# Strata Minis on Order :D



## Josuah (Apr 26, 2006)

I just placed an order for a pair of Strata Mini's from AV123. At their "Black Friday" prices, it just became very hard to resist. And then my wife said I should just go for it instead of sitting there looking all the time.  (I'd been asking before about active monitors and other things, but forget all that now!) Probably won't be here for a couple of weeks, but really excited. 

Not sure if I'm going to be using the woofers in back though, because of placement issues. But I've still got the UFW-12 so that's not a problem.


----------



## Sonnie (Apr 11, 2006)

Congrats... that is a sweet deal they got going on and I've read lot of good things about those speakers.

A pic for those who haven't seen those...

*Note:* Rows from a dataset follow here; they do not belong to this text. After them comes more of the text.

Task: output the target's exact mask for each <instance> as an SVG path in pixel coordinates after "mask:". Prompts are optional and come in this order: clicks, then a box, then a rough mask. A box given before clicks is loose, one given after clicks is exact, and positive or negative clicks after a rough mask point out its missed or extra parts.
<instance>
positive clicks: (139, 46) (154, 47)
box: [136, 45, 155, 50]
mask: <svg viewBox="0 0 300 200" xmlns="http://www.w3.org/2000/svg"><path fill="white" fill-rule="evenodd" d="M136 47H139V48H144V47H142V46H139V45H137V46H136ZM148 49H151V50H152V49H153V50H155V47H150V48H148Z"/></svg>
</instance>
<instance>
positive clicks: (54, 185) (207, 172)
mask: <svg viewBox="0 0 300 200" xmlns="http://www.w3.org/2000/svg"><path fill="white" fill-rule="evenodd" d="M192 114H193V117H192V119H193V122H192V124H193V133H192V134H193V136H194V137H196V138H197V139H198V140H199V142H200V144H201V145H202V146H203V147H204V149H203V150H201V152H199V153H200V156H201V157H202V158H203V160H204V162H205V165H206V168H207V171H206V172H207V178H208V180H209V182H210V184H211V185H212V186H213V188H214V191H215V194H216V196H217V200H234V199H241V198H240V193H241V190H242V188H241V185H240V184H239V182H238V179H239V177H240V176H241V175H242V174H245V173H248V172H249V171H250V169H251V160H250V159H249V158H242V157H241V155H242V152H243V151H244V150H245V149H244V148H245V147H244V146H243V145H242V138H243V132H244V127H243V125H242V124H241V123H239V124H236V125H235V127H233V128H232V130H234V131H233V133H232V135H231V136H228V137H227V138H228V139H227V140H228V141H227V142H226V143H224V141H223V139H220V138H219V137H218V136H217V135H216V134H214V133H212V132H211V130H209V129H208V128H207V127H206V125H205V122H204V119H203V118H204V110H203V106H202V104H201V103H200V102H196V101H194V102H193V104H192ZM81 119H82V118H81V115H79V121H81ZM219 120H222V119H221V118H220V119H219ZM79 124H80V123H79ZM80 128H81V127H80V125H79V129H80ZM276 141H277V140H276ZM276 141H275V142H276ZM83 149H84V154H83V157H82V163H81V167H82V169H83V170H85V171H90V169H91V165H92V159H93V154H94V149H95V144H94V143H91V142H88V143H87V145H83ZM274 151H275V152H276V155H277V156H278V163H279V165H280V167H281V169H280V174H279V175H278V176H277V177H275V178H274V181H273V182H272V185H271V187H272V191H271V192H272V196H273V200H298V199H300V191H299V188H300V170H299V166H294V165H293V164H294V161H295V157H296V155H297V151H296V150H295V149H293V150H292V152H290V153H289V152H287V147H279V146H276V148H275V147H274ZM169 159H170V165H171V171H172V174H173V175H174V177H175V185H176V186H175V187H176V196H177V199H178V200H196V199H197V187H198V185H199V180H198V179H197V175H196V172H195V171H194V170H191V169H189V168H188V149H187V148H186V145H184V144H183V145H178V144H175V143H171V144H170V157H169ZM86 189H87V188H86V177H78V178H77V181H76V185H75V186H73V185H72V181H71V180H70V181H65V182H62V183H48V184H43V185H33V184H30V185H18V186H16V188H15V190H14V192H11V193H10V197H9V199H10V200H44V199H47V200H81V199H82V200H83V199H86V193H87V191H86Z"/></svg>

So did you get the free pair of x-s speakers?

What center did you get?


----------



## Josuah (Apr 26, 2006)

No, I ordered off the Black Friday B-stock price list, not the specials list. So didn't get any other speakers besides the Minis. This is not going to be used in our home theater, but in our second set up. Would have been nice to pick up some free small speakers, to use with the computers, but not a big deal. This order already includes free shipping which is a great bonus on top of the price markdown.


----------



## mazersteven (Apr 5, 2007)

SO what do you think of the Strata's?

Any pictures? :foottap:


----------



## Josuah (Apr 26, 2006)

They haven't arrived yet.


----------